Master LeetCode problem 433 (Minimum Genetic Mutation), a medium challenge, with our optimized solutions in Java, C++, and Python. Explore detailed explanations, test your code in our interactive editor, and prepare for coding interviews.

433. Minimum Genetic Mutation

Medium
Hash TableStringBreadth-First Search

Problem Explanation

Explanation:

To solve this problem, we can use a breadth-first search (BFS) approach. We start with the startGene as the initial state, and we generate all possible valid mutations by changing one character at a time. We keep track of the mutations using a set to avoid duplicates.

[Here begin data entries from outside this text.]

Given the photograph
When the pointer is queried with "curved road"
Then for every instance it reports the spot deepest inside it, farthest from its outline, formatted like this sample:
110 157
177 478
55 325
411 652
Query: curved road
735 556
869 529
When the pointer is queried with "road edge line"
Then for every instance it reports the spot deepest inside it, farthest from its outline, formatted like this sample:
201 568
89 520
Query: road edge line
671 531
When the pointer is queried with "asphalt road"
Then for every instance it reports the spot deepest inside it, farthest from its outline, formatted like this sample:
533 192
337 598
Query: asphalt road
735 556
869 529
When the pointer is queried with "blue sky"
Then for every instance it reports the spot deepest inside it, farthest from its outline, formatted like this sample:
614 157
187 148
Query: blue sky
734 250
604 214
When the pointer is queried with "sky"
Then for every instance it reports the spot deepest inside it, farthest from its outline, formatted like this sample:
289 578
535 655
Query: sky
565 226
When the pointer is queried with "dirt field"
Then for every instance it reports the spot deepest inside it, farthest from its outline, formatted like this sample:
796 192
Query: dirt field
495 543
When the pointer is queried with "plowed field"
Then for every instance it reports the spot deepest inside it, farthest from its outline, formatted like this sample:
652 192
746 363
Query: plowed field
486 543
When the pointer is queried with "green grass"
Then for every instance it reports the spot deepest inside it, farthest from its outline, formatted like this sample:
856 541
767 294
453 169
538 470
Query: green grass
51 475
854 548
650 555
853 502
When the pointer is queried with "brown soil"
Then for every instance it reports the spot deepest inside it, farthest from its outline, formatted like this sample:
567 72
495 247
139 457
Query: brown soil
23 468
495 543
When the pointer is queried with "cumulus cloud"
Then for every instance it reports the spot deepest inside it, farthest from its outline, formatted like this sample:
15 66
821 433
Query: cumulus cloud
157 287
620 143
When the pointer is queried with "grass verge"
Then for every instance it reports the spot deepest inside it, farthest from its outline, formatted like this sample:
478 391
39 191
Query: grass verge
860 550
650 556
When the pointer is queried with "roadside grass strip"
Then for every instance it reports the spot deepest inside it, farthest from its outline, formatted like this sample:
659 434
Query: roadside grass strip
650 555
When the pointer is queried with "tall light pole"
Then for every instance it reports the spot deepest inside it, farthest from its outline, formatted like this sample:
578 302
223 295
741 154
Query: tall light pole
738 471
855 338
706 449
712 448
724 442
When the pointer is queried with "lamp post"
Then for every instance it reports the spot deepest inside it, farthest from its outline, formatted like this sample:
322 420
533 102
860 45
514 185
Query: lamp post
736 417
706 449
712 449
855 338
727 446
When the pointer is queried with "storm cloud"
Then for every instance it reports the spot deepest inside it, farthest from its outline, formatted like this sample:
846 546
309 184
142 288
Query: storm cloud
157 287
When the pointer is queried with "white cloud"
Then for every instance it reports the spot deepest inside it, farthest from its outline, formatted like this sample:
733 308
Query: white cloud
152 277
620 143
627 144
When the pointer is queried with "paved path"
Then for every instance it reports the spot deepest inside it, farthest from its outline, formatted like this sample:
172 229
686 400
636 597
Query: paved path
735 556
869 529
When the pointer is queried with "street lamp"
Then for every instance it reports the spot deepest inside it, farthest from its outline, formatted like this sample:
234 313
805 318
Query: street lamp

We continue this process until we find the endGene or exhaust all possible mutations.

Here are the steps:

  1. Create a set bankSet from the bank list for faster lookup.
  2. Initialize a queue with the startGene and a visited set to keep track of visited genes.
  3. Perform BFS by iterating over each gene in the queue:
    • Generate all possible mutations for the current gene by changing one character at a time.
    • Check if the mutation is in bankSet and not visited before.
    • If a valid mutation is found, add it to the queue and mark it as visited.
    • Repeat this process until we find the endGene or exhaust all possible mutations.
  4. Return the minimum number of mutations needed or -1 if no valid mutation is found.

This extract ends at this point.